Voice Cloning Happens in Real Time
This is one of the standout features of Qwen3.5-LiveTranslate-Flash. Standard translation systems replace the speaker’s voice with a generic synthesis voice. In contrast, Qwen3.5-LiveTranslate-Flash clones the characteristic voice features of the original speaker during the translation process. A single spoken sentence is enough for the model to perform this acoustic adaptation.
This means that listeners on the receiving end hear translated output that sounds like the same person speaking in their target language, not a robotic substitute. In live conference interpretation, multilingual livestreams, or international customer calls, this is crucial as it makes the experience feel more human and less mechanical compared to current systems.
Configure Domain-Specific Keywords
One persistent challenge for translation models in professional settings is proper nouns and specialized vocabulary. A model translating a medical briefing might consistently mistranslate a drug name, while a legal interpretation session breaks down over technical statute terms. Qwen3.5-LiveTranslate-Flash addresses this issue by allowing developers to inject a glossary of brand names, medical terms, legal terminology, or technical vocabulary dynamically at runtime.
This feature closes a real gap for domain-specific enterprise deployments where maintaining accurate translations across various specialized vocabularies is crucial. It’s not available in most general-purpose translation APIs but provides significant value for those requiring it.
Benchmark Performance
On FLEURS and CoVoST2 — two established benchmarks for multilingual speech translation — Qwen3.5-LiveTranslate-Flash outperforms major commercial alternatives. FLEURS tests translation quality across a wide variety of language pairs under real acoustic conditions, while CoVoST2 covers 21 translation directions from speech.
Marktechpost’s Visual Explainer
To help developers understand how to use Qwen3.5-LiveTranslate-Flash, Marktechpost has created a step-by-step integration guide:
- Vision-enhanced comprehension: lip movements, gestures, and on-screen text all feed into the translation decision alongside audio.
- Real-time voice cloning: clones the original speaker’s voice profile in the translated output from a single spoken sentence.
- Semantic unit prediction: commits to output segments before a full sentence ends, enabling continuous streaming without waiting for complete utterances.
- Dynamic keyword configuration: injects domain-specific glossaries at runtime for technical, medical, or legal terminology.

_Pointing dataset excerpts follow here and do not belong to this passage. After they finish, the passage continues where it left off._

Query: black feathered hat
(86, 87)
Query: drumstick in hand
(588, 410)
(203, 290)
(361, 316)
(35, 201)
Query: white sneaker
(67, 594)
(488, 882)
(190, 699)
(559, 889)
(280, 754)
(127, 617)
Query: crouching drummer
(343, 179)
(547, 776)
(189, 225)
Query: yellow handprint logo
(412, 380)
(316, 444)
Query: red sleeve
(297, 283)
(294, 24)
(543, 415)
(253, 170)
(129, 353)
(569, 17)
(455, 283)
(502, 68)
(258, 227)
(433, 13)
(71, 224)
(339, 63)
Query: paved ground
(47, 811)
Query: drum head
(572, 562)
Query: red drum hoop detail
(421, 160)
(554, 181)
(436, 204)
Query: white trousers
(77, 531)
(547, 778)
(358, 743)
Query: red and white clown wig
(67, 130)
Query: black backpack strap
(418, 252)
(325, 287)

To integrate with Qwen3.5-LiveTranslate-Flash, you need an Alibaba Cloud account and a valid DashScope API key. The model is available through the qwen3-livetranslate-flash-realtime model ID. Follow these steps to connect:
- Create an Alibaba Cloud account and activate Model Studio in your account dashboard.

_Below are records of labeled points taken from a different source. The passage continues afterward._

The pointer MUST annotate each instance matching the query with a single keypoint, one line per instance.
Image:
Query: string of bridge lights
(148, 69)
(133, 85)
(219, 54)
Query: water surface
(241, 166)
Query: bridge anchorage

- Get your DashScope API key by navigating to Model Studio → API Keys and generating a new key, storing it as the environment variable
DASHSCOPE_API_KEY. - Install the necessary Python dependencies:
websocket-clientfor WebSocket connections andpyaudiofor audio capture. - Ensure your audio setup supports 16kHz, 16-bit PCM mono audio. Confirm this before connecting to the model.
To establish a connection with Qwen3.5-LiveTranslate-Flash using Python:
<script>
import json
import websocket
import os
API_KEY = "your_key_here"
# Connect to the WebSocket server
ws = websocket.create_connection(f"wss://model-studio.alipay.com/api/v1/qwen3-livetranslate-flash-realtime/{API_KEY}")
</script>For more details, refer to the Qwen team’s blog post.
“`
This HTML document mirrors the structure and content of the original article but with a British English style and embedded in an HTML context for clarity.
Stay ahead of AI. Get the most important stories delivered to your inbox — no spam, no noise.